The judge approved the penalty, imposing a fee of 4.3 million following its investigations into three infractions involving unencrypted devices.

In a statement provided to Information Security Media Group, the MD Anderson Cancer Center says they plan to appeal the ruling.

“We are disappointed by the judge’s decision, and we are concerned that the evidence and key arguments have not been considered. MD Anderson is planning to appeal the decision, which will result in a full review of all arguments and evidence. Regardless of the decision, we hope that this process will provide transparency, responsibility and consistency to the process of compliance with the Civil Rights Office.

A rare ruling

This ruling is just the second summary judgment in the history of the HIPA enforcement agency. The economic penalty is the fourth largest amount that has been imposed for the Office of Civil Rights by an administrative authority, highlights the OCR.

Breach Investigations

The Civil Rights Office says it investigated MD Anderson after three separate data-violation reports in 2012 and 2013. One involved the theft of a non-encrypted laptop from the residence of an MD Anderson employee; the others involved the loss of unencrypted USB devices containing non-encrypted electronic health information of more than 33.500 people, data exposed to experts in information security training and information protection.

“The investigation found that MD Anderson had established encryption policies since 2006, and that MD Anderson’s own risk analyses had found that lack of device-level encryption posed a high risk for the receipt of information”, says the Civil Rights Office in a statement.

“Despite encryption policies and the findings of security failures, MD Anderson did not begin to adopt a solution in information security training to implement encryption up to 2011, and even then, did not encrypt its inventory of electronic devices”, adds the Statement.

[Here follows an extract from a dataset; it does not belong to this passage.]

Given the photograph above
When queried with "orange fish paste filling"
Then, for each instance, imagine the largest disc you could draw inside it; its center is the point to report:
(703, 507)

“The Office of Civil Rights is serious about protecting the privacy of health information and will pursue litigation, if necessary, to make entities responsible for HIPAA-compliant failures”, says Office Director Roger Severino.

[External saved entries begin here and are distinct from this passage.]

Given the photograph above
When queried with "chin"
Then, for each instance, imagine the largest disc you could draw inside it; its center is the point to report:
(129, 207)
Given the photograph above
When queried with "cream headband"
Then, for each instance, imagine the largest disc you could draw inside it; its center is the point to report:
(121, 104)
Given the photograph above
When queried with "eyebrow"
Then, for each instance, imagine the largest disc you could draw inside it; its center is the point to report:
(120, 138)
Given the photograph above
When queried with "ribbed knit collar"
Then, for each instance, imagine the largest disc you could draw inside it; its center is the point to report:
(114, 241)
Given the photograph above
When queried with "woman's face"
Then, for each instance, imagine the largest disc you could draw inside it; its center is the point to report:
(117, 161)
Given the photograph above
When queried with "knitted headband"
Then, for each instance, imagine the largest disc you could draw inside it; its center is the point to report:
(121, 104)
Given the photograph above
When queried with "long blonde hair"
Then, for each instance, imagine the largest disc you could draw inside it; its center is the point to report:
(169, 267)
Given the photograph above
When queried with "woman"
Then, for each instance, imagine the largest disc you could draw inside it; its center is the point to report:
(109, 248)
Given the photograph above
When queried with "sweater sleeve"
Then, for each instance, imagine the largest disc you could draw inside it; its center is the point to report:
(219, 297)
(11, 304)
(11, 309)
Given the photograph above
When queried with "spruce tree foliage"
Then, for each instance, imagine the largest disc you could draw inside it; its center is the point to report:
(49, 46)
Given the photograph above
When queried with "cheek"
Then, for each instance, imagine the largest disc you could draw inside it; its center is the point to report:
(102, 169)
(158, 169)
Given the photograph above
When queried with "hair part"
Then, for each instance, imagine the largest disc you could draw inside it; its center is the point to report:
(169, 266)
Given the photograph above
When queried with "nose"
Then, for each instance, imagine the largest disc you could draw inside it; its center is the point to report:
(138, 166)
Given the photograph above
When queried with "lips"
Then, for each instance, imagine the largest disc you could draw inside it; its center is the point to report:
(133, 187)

The MD Anderson Center argued that penalties are an inappropriate measure, further stating that “substantial measures are being taken to ensure the patient’s private information. In the three cases involving the loss or theft of the devices reviewed by the administrative authority, no evidence was found that the information was seen by third parties or any harm was caused to the patients”.

A lesson for all

What other businesses and organizations might learn about information security training from the MD Anderson Center case?

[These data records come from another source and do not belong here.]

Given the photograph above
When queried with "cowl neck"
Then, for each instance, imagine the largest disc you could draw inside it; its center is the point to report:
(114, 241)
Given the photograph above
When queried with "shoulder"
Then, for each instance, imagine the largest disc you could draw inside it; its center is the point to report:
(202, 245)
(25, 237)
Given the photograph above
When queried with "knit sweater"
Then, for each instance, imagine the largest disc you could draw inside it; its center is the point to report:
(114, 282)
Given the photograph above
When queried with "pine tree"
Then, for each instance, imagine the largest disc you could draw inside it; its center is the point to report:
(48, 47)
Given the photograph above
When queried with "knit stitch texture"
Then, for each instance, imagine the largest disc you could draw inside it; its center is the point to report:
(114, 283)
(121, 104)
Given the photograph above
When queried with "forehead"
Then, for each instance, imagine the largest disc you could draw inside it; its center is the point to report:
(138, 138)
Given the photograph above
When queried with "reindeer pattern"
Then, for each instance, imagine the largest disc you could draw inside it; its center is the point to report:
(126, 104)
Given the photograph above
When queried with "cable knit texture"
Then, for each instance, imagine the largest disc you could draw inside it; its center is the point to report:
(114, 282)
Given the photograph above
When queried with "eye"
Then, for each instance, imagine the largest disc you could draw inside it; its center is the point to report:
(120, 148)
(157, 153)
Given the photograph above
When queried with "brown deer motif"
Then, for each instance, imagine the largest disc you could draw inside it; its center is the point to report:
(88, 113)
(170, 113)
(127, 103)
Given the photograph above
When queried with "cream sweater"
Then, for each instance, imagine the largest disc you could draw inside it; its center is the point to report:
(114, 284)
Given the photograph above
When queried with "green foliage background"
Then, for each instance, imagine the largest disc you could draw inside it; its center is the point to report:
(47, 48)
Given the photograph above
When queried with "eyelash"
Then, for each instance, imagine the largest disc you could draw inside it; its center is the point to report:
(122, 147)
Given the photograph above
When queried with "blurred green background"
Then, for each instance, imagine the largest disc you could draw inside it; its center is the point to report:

According to specialists in computer security information, this is another example of how to take an antagonistic approach to a Civil Rights Office compliance review is a losing bet. The MD Anderson Center had different opportunities to collaborate with the regulatory officers voluntarily to establish security and information protection protocols; instead, they chose to spend money on expensive lawyers to defend themselves against the consequences of these flaws.